Performance Considerations
GROUP BY operations trigger shuffle operations—data redistribution across executors. Understanding and optimizing shuffles is critical for production performance.
# Check execution plan
df.groupBy("category").agg(sum("quantity")).explain()
# Output shows Exchange (shuffle) operations:
# == Physical Plan ==
# *(2) HashAggregate(keys=[category#1], functions=[sum(quantity#5)])
# +- Exchange hashpartitioning(category#1, 200)
# +- *(1) HashAggregate(keys=[category#1], functions=[partial_sum(quantity#5)])
# Optimize with repartitioning before GROUP BY
optimized_df = df.repartition(10, "category")
optimized_df.groupBy("category").agg(sum("quantity")).explain()
# For small dimension tables, use broadcast joins
from pyspark.sql.functions import broadcast
# If joining grouped results with small lookup table
# grouped_df.join(broadcast(small_lookup_df), "category")
Key optimization strategies:
- Partition before grouping: If you know your group key distribution, repartition on that key to minimize shuffle
- Increase parallelism: Default shuffle partitions (200) may be too low for large datasets—configure
spark.sql.shuffle.partitions - Handle skew: If one category has 90% of records, use salting techniques to distribute load
- Broadcast small tables: When joining aggregated results with dimension tables under 10MB, broadcast to avoid shuffles
Monitor your Spark UI to identify bottlenecks. Look for stages with long durations and uneven task completion times—these indicate skew or suboptimal partitioning.

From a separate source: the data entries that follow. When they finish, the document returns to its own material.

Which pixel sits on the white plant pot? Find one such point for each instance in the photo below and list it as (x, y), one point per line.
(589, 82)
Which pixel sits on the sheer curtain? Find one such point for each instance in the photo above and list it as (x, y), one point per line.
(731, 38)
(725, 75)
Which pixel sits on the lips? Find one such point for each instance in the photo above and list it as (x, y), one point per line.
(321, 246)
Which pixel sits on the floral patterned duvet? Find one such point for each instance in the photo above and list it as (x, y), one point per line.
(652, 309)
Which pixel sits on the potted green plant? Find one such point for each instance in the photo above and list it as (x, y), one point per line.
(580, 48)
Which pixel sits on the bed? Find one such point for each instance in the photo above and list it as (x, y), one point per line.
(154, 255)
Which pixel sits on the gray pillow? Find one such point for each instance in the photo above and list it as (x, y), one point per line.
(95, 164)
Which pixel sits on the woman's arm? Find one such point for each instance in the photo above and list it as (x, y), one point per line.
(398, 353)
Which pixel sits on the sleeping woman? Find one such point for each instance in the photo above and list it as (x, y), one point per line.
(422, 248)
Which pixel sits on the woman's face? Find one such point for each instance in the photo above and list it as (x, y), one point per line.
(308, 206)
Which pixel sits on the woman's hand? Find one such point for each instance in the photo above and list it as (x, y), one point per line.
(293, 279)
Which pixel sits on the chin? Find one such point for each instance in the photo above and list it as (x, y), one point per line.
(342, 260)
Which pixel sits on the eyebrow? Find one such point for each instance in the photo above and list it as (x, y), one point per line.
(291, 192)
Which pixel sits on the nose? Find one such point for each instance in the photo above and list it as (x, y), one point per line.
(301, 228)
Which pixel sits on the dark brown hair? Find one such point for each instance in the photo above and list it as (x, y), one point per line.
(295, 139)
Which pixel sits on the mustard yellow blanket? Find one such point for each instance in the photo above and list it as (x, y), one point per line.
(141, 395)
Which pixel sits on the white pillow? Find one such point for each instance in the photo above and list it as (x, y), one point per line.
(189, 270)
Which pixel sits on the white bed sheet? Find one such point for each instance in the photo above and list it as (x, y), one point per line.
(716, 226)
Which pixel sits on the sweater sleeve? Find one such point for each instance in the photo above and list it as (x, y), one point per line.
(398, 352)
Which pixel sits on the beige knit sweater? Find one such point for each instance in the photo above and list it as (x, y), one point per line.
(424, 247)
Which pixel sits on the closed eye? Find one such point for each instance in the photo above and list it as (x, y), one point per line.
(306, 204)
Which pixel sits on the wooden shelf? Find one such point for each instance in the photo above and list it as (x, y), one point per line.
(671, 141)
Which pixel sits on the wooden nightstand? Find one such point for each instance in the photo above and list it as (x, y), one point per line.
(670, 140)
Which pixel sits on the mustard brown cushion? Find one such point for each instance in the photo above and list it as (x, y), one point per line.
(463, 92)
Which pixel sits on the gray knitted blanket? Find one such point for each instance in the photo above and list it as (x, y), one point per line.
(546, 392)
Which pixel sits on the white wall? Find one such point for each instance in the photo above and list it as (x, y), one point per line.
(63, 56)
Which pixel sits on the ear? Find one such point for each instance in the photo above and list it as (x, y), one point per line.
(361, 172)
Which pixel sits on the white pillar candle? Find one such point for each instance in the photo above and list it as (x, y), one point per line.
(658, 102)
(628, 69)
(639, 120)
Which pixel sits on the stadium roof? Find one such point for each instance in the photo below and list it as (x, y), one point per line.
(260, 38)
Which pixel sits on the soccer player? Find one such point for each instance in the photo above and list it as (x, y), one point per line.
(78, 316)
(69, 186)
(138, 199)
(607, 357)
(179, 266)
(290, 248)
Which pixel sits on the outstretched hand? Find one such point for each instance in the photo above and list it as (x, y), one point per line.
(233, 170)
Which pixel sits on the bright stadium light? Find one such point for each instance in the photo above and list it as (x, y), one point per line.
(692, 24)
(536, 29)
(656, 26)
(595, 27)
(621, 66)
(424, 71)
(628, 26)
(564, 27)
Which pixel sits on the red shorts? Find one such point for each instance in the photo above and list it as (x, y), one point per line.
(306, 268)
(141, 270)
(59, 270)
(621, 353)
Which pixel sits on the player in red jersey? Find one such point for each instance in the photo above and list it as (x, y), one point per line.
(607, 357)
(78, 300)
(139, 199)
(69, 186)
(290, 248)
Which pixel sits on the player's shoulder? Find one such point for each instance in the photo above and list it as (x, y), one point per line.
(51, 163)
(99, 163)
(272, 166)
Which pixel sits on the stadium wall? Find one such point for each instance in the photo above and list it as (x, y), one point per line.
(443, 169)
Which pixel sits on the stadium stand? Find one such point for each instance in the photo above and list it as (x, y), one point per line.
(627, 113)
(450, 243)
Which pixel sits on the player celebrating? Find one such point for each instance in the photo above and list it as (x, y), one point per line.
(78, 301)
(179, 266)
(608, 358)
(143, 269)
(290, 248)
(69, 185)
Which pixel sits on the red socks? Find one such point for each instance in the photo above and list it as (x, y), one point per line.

PySpark GROUP BY operations are powerful but require understanding distributed computing fundamentals. Start with the DataFrame API for better IDE support and type safety, use SQL when integrating with BI tools or migrating existing queries, and always profile with explain() before deploying to production. The key to performance is minimizing shuffle operations through smart partitioning and filtering data as early as possible in your transformation pipeline.